# Wintec 500 Jump Saddle



## Speed Racer (Oct 21, 2009)

Wintec makes a decent saddle. They're not top of the line, but they're not garbage either.

I believe Wintec was the first to make synthetic saddles.


----------



## morganarab94 (May 16, 2013)

I have one and I love it. Its held up really good.


----------



## HorseAround (May 21, 2013)

Thx, helped a lot


----------



## goingnowhere1 (Jan 22, 2012)

I rode in my trainer's for almost a year and I loved it. Super squishy for your rear (like a GMC truck) and I had no issue with squeeking (that my wintec 500 dressage has) it also put my legs in a good position. I really commend this, it's a good buy.


----------



## dunalino2903 (Apr 22, 2012)

Would avoid synthetic saddles, a leather saddle lasts longer, more comfy and much smarter. And if you wanted to go hunting some hunts do not allow synthetic tack


----------



## Speed Racer (Oct 21, 2009)

Synthetics are fine. 

I've owned a Wintec since they first started making them. In fact, I sold my very first Wintec to a lesson barn and they're still using it. I currently have an older 2000 AP that I purchased new, and it still looks as if I just bought it. No, they won't last as long as a well made leather saddle, but if you can get 30-35 years out of one that's pretty darned good for a synthetic. 
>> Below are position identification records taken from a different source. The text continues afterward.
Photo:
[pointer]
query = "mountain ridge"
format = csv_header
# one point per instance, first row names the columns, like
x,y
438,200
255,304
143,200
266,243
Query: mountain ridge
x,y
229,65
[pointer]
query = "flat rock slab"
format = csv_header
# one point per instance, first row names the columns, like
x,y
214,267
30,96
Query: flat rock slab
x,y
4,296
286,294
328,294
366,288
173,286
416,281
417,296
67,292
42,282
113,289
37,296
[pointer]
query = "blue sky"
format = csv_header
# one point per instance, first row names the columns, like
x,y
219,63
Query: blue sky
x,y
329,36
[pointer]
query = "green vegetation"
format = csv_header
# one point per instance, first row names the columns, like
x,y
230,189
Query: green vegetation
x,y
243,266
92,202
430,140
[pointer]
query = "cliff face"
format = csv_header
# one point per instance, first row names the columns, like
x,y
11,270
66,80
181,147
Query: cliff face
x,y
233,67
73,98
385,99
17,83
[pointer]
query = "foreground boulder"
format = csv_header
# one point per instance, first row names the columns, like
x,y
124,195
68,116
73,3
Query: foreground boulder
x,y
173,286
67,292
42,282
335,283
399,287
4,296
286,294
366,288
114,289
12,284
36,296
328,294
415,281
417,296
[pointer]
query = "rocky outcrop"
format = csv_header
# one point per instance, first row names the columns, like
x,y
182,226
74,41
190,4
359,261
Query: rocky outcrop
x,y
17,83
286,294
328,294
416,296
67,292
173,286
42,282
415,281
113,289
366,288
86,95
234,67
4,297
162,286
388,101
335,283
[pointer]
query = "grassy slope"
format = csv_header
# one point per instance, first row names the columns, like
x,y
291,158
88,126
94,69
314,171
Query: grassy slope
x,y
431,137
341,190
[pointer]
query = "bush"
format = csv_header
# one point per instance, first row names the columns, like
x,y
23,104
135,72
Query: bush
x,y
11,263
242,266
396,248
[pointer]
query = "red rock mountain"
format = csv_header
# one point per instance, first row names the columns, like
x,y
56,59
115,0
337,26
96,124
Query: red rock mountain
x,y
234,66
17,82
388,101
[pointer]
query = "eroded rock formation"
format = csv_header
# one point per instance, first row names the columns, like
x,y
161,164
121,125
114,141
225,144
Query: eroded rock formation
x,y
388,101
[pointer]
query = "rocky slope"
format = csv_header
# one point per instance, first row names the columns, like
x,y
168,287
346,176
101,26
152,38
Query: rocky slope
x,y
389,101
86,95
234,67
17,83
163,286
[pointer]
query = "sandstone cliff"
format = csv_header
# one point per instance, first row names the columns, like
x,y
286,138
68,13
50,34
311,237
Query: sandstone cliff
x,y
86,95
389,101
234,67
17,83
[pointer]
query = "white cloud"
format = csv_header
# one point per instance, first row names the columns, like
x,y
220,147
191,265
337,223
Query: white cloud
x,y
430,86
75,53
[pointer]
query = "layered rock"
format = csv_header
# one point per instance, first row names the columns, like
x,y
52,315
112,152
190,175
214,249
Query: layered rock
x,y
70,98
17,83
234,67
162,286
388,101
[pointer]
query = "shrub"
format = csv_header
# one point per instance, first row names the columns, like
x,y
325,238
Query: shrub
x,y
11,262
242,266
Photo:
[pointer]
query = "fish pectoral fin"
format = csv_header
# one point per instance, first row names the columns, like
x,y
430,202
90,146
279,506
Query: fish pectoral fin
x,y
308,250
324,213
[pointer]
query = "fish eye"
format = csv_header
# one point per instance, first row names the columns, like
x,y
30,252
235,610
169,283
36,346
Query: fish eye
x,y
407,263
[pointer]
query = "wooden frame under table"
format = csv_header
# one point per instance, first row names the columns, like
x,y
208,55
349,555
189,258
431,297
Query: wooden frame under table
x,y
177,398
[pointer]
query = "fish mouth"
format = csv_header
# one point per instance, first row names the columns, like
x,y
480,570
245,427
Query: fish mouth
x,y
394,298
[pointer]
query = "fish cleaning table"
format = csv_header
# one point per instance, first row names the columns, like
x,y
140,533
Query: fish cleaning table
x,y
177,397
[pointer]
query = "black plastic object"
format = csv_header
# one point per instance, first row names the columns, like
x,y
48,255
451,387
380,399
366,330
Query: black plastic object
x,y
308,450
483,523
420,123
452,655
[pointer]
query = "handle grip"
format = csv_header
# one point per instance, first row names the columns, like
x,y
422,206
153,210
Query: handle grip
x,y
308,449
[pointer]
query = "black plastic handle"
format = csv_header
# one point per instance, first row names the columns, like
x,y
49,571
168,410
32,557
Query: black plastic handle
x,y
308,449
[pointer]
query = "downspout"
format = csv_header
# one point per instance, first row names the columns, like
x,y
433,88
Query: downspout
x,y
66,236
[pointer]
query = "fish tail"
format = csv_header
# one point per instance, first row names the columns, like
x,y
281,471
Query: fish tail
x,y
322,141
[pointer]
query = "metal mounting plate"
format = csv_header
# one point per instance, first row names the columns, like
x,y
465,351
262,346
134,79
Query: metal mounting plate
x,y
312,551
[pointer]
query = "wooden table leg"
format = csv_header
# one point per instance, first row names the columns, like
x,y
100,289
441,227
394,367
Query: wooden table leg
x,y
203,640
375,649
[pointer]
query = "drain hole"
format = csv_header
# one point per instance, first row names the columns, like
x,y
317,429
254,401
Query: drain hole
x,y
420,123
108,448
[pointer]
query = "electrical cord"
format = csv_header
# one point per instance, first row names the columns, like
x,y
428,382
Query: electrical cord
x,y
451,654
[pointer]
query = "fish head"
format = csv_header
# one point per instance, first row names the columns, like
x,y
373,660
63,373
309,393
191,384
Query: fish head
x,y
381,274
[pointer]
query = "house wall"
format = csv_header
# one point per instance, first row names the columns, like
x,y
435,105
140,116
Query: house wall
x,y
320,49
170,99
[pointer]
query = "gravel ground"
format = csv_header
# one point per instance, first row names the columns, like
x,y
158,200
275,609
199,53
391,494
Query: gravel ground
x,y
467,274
I also own a 45 y/o Stubben Siegfried that I bought used. Great saddle, but you have to know well made ones from garbage. I'd rather buy a decently made synthetic than a crap leather saddle any day.


----------



## alexischristina (Jun 30, 2009)

I HATED it, found it put me in a very weird position, was slippery and didn't give a very good close contact feel. Granted that might be because I'm quite short, I just really really dislike the Wintecs and would NEVER own another.


----------



## SketchyHorse (May 14, 2012)

alexischristina said:


> I HATED it, found it put me in a very weird position, was slippery and didn't give a very good close contact feel. Granted that might be because I'm quite short, I just really really dislike the Wintecs and would NEVER own another.


Ditto. I owned the Wintec CC & was not a fan. It was slippery & _always _seemed to roll on my horses. Both of which require mediums - the size it usually ships in & still rolled. I also felt like it was difficult to "mask" anything cosmetic on it, but I had the brown not the black. The day I sold that saddle I couldn't be happier >.> Everyone is different though. If you do win the saddle give it a try before writing it off at the get go. You might like it *shrug* I myself will never buy another synthetic again.


----------



## bitinsane (Jun 5, 2013)

Hey if it's free, it's for me lol I would enter the contest regardless lol


----------